Bluetooth and USB might get Elipson thrown out of Hi-Fi Club

£500 gets you a shiny new spinner with daringly non-trad adornments

£500! That’s CD player money, surely?

Hmm, looks like you may have missed some of the subtleties of recent hi-fi developments. Here’s the headline: record players are cool again. Existing European turntable masters such as Rega, Clearaudio and Pro-Ject are hanging on to a dizzying wave of new sales, while bigger, Eastern companies (Sony, Technics, Pioneer) are loading up ships just as fast as they can. Toot toot!

And which of those is this?

Neither. The Omega is the result of French hi-fi company Elipson, which mostly makes speakers, eyeing up vinyl sales, stepping over to the drawing table and saying ‘Alors…’ Possibly while rubbing its hands together.

But, if we knew one thing about Elipson, from its speakers, we knew that it knows materials, and so we’re not surprised that its first turntable, in red, white or black, is a delightful melding of shiny acrylic, carbon fibre and aluminium.

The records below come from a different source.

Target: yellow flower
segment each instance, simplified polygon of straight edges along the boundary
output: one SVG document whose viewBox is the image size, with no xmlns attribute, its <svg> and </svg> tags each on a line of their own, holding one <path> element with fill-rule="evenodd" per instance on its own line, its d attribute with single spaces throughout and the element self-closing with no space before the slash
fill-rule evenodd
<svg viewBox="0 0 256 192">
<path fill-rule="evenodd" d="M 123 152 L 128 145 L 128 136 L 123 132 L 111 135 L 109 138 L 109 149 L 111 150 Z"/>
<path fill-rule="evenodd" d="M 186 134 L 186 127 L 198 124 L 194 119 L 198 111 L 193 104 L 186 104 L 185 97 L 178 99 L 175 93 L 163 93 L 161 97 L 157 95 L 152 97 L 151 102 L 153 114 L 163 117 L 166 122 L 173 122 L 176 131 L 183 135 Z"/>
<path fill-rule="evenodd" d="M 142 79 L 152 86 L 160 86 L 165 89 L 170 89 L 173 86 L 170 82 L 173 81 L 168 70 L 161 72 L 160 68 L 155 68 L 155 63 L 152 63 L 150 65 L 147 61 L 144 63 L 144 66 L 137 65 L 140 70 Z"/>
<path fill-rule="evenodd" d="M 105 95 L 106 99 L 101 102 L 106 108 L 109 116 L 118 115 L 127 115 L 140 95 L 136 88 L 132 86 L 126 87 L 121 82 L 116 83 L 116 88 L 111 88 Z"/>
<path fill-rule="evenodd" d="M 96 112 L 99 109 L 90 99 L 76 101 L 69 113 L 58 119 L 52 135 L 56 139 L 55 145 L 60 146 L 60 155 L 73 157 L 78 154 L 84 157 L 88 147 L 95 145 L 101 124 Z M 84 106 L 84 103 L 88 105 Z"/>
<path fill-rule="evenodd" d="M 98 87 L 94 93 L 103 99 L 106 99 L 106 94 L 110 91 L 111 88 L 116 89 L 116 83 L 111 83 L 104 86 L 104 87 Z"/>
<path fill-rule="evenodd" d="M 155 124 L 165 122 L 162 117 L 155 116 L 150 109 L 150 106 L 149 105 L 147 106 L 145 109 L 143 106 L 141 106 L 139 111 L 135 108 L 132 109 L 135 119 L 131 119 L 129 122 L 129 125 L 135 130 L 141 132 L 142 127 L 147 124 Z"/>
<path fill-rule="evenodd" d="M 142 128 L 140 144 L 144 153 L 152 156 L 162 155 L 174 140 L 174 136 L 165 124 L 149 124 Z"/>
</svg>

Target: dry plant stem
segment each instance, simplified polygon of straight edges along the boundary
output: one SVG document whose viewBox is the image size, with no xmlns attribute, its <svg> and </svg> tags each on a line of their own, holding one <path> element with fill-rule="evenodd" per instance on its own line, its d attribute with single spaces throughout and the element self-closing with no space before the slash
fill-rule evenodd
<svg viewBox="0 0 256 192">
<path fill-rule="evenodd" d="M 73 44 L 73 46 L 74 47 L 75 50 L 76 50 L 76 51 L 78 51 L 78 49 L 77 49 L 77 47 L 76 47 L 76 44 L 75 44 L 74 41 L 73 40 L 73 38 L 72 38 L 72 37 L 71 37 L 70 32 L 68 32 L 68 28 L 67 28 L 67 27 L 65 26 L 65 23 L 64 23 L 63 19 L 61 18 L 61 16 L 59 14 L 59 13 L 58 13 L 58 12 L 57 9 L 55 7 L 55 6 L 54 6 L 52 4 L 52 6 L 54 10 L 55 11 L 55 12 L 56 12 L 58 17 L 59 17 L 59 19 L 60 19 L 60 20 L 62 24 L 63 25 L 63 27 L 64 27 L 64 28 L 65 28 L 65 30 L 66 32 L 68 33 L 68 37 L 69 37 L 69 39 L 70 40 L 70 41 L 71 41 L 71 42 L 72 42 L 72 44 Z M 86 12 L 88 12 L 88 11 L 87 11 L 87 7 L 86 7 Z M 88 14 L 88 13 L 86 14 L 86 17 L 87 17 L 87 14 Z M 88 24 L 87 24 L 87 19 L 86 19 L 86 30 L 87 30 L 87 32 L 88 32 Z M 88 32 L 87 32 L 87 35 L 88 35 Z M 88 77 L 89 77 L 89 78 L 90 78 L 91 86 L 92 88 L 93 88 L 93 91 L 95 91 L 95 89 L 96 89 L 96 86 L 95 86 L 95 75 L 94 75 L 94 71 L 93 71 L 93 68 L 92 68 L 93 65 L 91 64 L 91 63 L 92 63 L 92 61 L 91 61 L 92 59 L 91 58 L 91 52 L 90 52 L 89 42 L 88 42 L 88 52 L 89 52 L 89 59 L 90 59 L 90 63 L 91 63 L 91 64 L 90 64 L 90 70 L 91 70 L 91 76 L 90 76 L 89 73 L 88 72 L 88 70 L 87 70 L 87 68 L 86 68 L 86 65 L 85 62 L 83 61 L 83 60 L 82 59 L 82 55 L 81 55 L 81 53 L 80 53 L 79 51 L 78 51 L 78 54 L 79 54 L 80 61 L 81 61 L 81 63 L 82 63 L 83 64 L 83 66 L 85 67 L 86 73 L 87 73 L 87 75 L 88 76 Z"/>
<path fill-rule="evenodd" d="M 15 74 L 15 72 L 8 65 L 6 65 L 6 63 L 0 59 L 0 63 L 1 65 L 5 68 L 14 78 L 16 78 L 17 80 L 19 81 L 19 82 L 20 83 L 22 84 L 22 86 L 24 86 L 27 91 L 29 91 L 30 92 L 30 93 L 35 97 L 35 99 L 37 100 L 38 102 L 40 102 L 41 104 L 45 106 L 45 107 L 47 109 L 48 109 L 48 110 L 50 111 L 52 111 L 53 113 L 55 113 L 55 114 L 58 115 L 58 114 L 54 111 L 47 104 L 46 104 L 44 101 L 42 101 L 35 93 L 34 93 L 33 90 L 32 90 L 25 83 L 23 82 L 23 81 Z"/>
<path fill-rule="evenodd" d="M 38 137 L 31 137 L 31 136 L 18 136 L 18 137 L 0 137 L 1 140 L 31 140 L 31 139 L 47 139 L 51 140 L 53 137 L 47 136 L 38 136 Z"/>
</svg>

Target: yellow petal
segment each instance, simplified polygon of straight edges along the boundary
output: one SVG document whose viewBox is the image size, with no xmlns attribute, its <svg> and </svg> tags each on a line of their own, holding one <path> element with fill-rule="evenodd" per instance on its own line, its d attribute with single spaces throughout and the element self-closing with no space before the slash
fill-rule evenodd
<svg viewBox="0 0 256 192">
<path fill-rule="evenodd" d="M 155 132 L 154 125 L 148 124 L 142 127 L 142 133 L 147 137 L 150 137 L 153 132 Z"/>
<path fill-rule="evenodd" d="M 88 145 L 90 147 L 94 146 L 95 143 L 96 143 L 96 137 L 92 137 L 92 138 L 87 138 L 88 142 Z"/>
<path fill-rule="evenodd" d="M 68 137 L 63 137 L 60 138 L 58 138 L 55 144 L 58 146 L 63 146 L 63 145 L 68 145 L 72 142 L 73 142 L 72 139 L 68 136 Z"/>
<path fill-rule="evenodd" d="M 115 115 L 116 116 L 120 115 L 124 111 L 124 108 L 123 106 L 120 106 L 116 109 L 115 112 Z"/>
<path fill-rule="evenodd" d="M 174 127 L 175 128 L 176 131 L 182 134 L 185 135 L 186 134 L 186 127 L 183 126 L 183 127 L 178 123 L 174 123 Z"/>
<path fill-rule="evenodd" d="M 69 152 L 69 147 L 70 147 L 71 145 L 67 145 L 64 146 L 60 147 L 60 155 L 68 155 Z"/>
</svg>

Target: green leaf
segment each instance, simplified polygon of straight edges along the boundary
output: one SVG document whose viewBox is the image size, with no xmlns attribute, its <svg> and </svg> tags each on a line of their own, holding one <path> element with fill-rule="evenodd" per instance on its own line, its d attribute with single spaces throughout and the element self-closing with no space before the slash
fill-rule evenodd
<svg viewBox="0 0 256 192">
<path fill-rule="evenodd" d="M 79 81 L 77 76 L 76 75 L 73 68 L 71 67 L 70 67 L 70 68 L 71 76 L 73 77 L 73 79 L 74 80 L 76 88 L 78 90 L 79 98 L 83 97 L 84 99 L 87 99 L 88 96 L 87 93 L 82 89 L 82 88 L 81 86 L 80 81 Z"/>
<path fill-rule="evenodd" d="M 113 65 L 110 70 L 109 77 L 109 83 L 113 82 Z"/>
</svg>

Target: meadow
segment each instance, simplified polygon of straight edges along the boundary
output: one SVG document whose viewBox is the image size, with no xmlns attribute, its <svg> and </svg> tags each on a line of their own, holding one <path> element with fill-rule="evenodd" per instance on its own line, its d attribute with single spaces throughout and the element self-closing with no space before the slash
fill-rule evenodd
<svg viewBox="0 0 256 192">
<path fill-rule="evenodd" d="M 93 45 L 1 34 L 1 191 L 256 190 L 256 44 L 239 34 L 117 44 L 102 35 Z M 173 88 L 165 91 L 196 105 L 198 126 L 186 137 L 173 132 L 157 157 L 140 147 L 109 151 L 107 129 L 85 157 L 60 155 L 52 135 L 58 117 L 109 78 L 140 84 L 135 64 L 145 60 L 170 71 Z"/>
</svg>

Feels like there’s a ‘but’ coming…

But! We didn’t know the engineers at Elipson were such geeks. An Ortofon OM10 cartridge is a solid choice at the analogue end, but this top-of-the-range Omega 100 RIAA BT also has a built-in pre-amp with a USB socket for sending high-res vinyl output to your PC or Mac. It even has AptX Bluetooth, which is a terrifically trendy way to both (a) wirelessly send music to a Bluetooth speaker and (b) make a hi-fi traditionalist choke on their kippers.

£500, though. That’d get you a nice wireless speaker that’ll stream Spotify or some such.

You’re still not getting the appeal of vinyl. Weekend wombling around charity shops in search of scratched-up rarities, or being the guy in HMV that gets the special square poly-bag for that new Metallica record. Then getting home and watching the belt spin up the platter on which you place the record into which you plonk the needle to make the sound come out. Marvellous. And worth every penny.

But, perhaps we can help you, by reversing up the product name. Take off the ‘BT’ for a non-wireless version (£400), or take off the ‘RIAA’ (and another £100) if you’ve already got a suitable phono amp. Or drop down to the Alpha range – less snazzy build, but the same tech options, starting at £200.